O que separa hoje um resultado amador de uma peça profissional já não é o preço da máquina. É:
- O material certo para a função da peça — vê o guia de materiais
- A afinação — altura de camada, perímetros, enchimento, temperaturas
- A experiência de saber o que corre mal antes de correr mal
É por isso que conseguimos entregar peças funcionais que aguentam uso real sem preços industriais: trabalhamos precisamente nesta classe de equipamento — impressoras Bambu Lab P1S de câmara fechada — e o valor está no que fazemos com elas.
“Comprar a impressora é a parte fácil. O difícil — e o que separa uma peça que dura de uma que parte — é tudo o que vem depois: o material certo, a afinação e a experiência de saber o que corre mal antes de correr mal.”
Quem está a puxar a procura
- Defesa e eletrónica de consumo são os grandes motores do momento
- Na China, o crescimento vem de dobradiças em titânio para telemóveis dobráveis
- Os drones (civis e militares) aparecem repetidamente como fonte de novas encomendas
- As "print farms" — dezenas ou centenas de máquinas a produzir em paralelo — já são um motor de procura relevante
Saúde: o crescimento mais rápido
O mercado de impressão 3D para saúde valia 3,6 mil milhões de dólares em 2025 e projeta-se que chegue a 23,4 mil milhões até 2034.
O caso mais falado veio do Brasil: a farmacêutica gaúcha formula3D, pioneira a imprimir medicamentos, afirma reduzir em quase 90% o custo de alguns remédios.
O tabuleiro corporativo mexeu
| Empresa | O que aconteceu |
|---|---|
| Creality | Primeira empresa do setor focada em consumidor a abrir capital (Bolsa de Hong Kong) |
| Stratasys | Planeia adquirir a Markforged, que pertencia à Nano Dimension |
| UnionTech | A chinesa protocolou pedido de IPO |
| EOS | Fechou o maior contrato da sua história, com um fabricante de drones de defesa |
| Formlabs | Ultrapassou os 250 milhões de dólares de receita anual |
Máquinas novas que deram que falar
- Bambu Lab A2L — lançada por 379 €
- Anycubic Kobra S1 ACE 2 Pro — até 16 cores
- FlashForge AD5X — multicolor
A conclusão
O setor deslocou-se para as máquinas acessíveis, e isso tem uma consequência direta para ti: qualidade profissional deixou de exigir preços industriais.

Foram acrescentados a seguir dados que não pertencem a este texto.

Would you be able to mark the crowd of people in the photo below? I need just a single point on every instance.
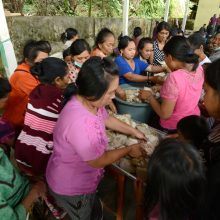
(54, 117)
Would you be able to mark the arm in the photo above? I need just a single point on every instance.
(111, 156)
(117, 125)
(164, 109)
(135, 77)
(156, 69)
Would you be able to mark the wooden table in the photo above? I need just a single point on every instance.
(121, 176)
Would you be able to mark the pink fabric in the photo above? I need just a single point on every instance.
(154, 214)
(184, 88)
(79, 136)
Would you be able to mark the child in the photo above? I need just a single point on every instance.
(7, 133)
(182, 88)
(197, 42)
(71, 69)
(175, 182)
(35, 142)
(137, 32)
(79, 52)
(145, 50)
(131, 67)
(104, 43)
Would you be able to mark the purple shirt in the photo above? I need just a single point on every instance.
(79, 136)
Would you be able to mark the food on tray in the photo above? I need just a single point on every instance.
(132, 94)
(117, 140)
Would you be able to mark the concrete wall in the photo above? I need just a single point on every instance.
(206, 9)
(49, 28)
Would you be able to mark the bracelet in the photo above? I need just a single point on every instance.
(148, 98)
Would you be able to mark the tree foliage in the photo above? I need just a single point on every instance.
(96, 8)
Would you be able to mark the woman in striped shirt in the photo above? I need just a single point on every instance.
(35, 142)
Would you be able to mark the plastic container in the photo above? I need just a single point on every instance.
(139, 111)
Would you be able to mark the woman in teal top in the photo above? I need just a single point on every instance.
(16, 194)
(131, 67)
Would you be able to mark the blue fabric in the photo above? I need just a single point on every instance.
(124, 68)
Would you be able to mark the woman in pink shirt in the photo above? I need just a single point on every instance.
(182, 89)
(80, 142)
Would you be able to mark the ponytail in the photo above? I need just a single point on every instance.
(179, 48)
(70, 91)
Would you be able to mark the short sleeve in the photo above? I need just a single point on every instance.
(123, 66)
(86, 139)
(12, 213)
(104, 113)
(142, 65)
(169, 89)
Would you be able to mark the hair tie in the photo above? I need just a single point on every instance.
(75, 85)
(190, 53)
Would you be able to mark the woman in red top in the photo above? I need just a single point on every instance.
(23, 82)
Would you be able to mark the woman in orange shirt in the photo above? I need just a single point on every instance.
(23, 82)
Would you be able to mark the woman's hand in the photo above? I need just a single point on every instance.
(121, 93)
(139, 135)
(39, 189)
(112, 107)
(136, 150)
(144, 95)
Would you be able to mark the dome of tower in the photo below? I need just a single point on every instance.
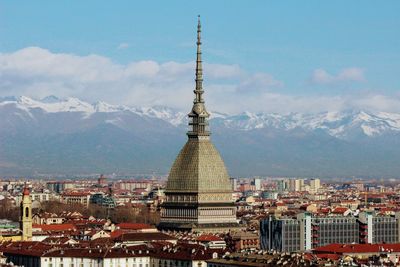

Mas há o outro lado da moeda — comprar uma impressora continua a ser um projeto, não uma compra. Há a curva de aprendizagem, a manutenção, os materiais e as impressões falhadas. Para quem precisa de uma peça (ou de algumas), continua a sair mais barato e mais rápido encomendar a quem já tem a máquina afinada.
É isso que fazemos. Se dá para imprimir, nós imprimimos — aqui em Portugal, feito por nós.
Fontes
- CONTEXT — análise do mercado global de impressão 3D, 1.º trimestre de 2026 (receita de hardware, quotas por faixa de preço).
- Mercado de impressão 3D na saúde, movimentos corporativos (Creality, Stratasys/Markforged, EOS, Formlabs) e lançamentos de hardware: relatórios e imprensa do setor, 2025–2026.